Les nouvelles technologies ne doivent servir qu’un seul but: l’intérêt des citoyens et des entreprises

L’inclusion numérique est un des axes stratégiques de notre ministère afin de ne pas laisser se creuser ce fameux fossé numérique. Nous avons mis sur pied un Plan d’action national pour répondre à ce défi et avons déjà lancé la majorité des initiatives de ce plan: des appels à projets pour des actions d’inclusion numérique, une journée dédiée à l’inclusion afin de mettre en lumière cette thématique, un Forum interdisciplinaire pour mettre en réseau les acteurs sur le terrain susceptibles de soutenir des actions de ce type, des fiches en langue simple sur Guichet.lu afin de guider au mieux les publics concernés dans les démarches administratives. Par ailleurs, j’ai commandité une étude auprès du LISER pour identifier plus en détail les facteurs à l’origine d’une potentielle fracture numérique. Les analyses et conclusions de cette étude seront disponibles sous peu et devraient nous permettre de cibler de manière encore plus précise les actions pour lutter contre la fracture numérique.

Est-ce que la digitalisation peut avoir un impact positif sur l’écologie et sur les objectifs du gouvernement en matière de développement durable et de protection de l’environnement?
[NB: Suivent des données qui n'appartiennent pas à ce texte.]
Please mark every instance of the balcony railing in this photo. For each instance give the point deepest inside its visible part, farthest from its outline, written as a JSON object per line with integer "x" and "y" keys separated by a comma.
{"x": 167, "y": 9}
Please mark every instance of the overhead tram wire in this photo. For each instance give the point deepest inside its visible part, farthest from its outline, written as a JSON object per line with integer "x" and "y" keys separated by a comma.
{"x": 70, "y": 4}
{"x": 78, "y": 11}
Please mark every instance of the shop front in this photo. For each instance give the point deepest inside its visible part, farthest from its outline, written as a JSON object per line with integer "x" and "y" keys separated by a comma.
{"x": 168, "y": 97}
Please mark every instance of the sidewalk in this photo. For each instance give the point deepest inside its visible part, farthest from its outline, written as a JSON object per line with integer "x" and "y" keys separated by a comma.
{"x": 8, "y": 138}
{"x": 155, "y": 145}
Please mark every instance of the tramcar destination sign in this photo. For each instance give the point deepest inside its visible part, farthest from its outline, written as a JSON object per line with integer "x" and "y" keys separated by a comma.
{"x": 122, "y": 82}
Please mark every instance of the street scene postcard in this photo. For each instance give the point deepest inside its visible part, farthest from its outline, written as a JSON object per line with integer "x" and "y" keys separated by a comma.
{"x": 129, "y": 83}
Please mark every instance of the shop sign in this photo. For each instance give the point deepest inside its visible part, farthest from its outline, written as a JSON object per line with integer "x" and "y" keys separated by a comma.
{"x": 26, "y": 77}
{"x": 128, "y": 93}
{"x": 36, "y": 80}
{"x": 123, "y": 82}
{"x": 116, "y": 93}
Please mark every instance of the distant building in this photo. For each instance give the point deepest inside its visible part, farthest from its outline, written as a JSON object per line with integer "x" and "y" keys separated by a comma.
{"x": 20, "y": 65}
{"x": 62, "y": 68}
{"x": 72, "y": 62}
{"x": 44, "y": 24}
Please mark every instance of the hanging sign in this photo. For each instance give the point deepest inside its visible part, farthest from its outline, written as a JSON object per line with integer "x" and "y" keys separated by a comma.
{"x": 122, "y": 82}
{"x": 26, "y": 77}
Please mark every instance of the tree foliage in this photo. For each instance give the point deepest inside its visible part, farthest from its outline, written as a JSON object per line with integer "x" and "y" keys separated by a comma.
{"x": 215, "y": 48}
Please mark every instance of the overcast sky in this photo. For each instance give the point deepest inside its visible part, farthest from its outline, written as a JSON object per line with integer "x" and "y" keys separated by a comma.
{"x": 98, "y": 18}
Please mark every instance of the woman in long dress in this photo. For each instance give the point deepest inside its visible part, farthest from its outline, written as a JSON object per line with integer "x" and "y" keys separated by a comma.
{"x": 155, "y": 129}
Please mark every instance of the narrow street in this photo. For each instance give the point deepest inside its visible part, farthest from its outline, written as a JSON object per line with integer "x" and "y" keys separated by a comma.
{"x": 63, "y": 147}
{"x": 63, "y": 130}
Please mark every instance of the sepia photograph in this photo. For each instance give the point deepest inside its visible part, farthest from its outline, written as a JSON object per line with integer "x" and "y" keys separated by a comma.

Oui, je le pense, même s’il est impossible de le quantifier avec précision. Je citerais simplement dans ce contexte la dématérialisation des documents. Moins de paperasse et moins de bureaucratie sont certainement une conséquence positive de la digitalisation. Par ailleurs, la pandémie de Covid-19 étant passée par là, le télétravail s’est généralisé puisqu’il est devenu plus facile. Sans la technologie, cela n’aurait pas été possible. Plus de travail à domicile veut tout simplement dire moins de personnes sur les routes. Rien que cet aspect est édifiant. De plus, les technologies comme les capteurs ou les «smart meters» peuvent contribuer à la préservation des ressources et à la réduction de l’empreinte écologique. La consommation d’énergie, d’eau potable et d’électricité peut ainsi être optimisée à l’échelle des bâtiments ou des quartiers.

Quel point de vue portez-vous sur le metaverse, l’intelligence artificielle ou encore la blockchain? Ces derniers pourraient-il présenter des avantages pour le futur du Luxembourg?

Les nouvelles technologies ne doivent servir qu’un seul but: l’intérêt des citoyens et des entreprises. Blockchain, intelligence artificielle, etc. doivent être maîtrisées afin d’en tirer le meilleur parti. ChatGPT, qui fait sensation en ce moment, est un outil formidable qui présente de grandes opportunités, mais qui pousse également à s’interroger sur bien des aspects. Nous devons nous assurer de prendre en compte tous les tenants et aboutissants d’un problème et des solutions proposées. Ces fantastiques tremplins que sont les nouvelles technologies doivent se mettre à notre service et, pour ce faire, il faut apprendre à les connaître.

Du côté du ministère de la Digitalisation, nous avons misé notamment sur la blockchain et avons créé la première du secteur public en Europe et probablement dans le monde. Un des bénéfices qui s’est concrétisé est la digitalisation des prêts étudiants. Dans ce projet, la blockchain facilite la communication sûre et sécurisée entre acteurs publics et privés (les banques) concernés qui ont tous accès à la même information actualisée.

En matière d’IA, nous prenons part au Comité AI4Gov, fruit de la vision stratégique à l’égard de l’intelligence artificielle du gouvernement. L’objectif du comité AI4Gov est d’encourager les ministères et les administrations à faire usage de l’intelligence artificielle et de la science des données pour repenser leurs actions et leurs fonctionnements. À propos du metaverse, Guichet.lu vient d’y faire son entrée!